Contacté par téléphone, Mbua a nié avoir agressé Bessong et a affirmé que le « l’affaire s’était déroulée entre personnes en uniforme ». « Je n’ai pas le pouvoir de demander à une personne en uniforme de battre quelqu’un, je ne suis pas gouverneur, je ne suis pas dans l’armée », a-t-il ajouté.

« Je l’ai appelée trois fois, mais elle a refusé de venir », a-t-il dit à propos de Bessong.  « Je suis allé la bloquer, elle a refusé et je lui ai demandé de se présenter. Elle a tenu ma main droite avec ses deux mains », a-t-il déclaré.

Mbua a également affirmé que lorsque les policiers ont appelé Bessong pour vérifier son accréditation, elle a refusé et les a insultés et que c’est à ce moment-là qu’ils l’ont « retenue avec force ».

Mbua a affirmé que l’indignation qui s’ensuivit de la part de la communauté des médias était due au fait qu’il avait refusé de laisser les journalistes jouer un match de football au stade le 3 mars, Journée mondiale de la liberté de la presse. « C’est là que les problèmes ont commencé », a déclaré Mbua. 

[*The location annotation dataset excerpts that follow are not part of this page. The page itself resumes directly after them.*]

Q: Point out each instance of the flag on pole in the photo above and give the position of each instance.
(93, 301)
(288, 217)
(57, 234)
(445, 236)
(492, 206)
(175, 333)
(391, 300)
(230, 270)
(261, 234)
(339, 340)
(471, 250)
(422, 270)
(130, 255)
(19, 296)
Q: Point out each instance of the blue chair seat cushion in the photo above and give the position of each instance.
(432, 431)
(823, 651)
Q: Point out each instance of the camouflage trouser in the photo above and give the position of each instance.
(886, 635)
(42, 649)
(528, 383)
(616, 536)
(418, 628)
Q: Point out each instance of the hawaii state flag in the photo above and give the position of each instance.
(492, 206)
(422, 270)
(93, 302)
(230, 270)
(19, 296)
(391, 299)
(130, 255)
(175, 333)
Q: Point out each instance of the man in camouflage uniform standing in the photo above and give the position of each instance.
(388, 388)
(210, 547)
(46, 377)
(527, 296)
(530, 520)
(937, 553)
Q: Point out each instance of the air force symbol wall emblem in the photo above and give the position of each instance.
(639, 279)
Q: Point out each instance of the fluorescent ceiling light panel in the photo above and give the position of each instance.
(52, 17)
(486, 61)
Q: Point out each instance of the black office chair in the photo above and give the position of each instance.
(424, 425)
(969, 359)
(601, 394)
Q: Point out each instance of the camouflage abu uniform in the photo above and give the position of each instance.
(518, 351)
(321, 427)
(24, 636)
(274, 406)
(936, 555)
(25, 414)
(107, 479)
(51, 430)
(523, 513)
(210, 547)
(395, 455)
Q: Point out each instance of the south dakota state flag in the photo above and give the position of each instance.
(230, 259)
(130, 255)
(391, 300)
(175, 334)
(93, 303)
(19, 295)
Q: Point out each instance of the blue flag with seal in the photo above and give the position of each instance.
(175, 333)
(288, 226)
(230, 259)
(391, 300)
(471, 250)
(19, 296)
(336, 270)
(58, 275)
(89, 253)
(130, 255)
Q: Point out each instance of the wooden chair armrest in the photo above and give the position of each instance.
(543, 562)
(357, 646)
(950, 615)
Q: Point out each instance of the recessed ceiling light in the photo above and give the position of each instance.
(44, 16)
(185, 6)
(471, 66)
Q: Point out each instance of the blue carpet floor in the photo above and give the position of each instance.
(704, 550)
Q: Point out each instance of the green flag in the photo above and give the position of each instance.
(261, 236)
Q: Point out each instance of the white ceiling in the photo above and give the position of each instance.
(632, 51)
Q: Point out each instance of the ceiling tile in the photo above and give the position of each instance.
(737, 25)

Contacté par l’application de messagerie pour un commentaire, Ernest Obama, directeur de la communication de la Fédération camerounaise de football, l’organe national de contrôle du football camerounais connu sous son acronyme français Fecafoot, a déclaré qu’il répondrait, mais n’a répondu à aucun texto de relance. Contacté pour un commentaire via une application de messagerie, Alex Siewe, directeur de la communication de la Confédération africaine de football (CAF), l’organe de contrôle représentant les associations nationales de football sur le continent, a déclaré que le groupe avait besoin de plus d’informations sur l’agression avant de pouvoir commenter. Le CPJ a appelé le commissarait central de police de Buea au téléphone. Quelqu’un a décroché, mais n’a parlé. La porte-parole de la police nationale, Joyce Ndjem, n’a pas non plus répondu à la demande de commentaires du CPJ via une application de messagerie.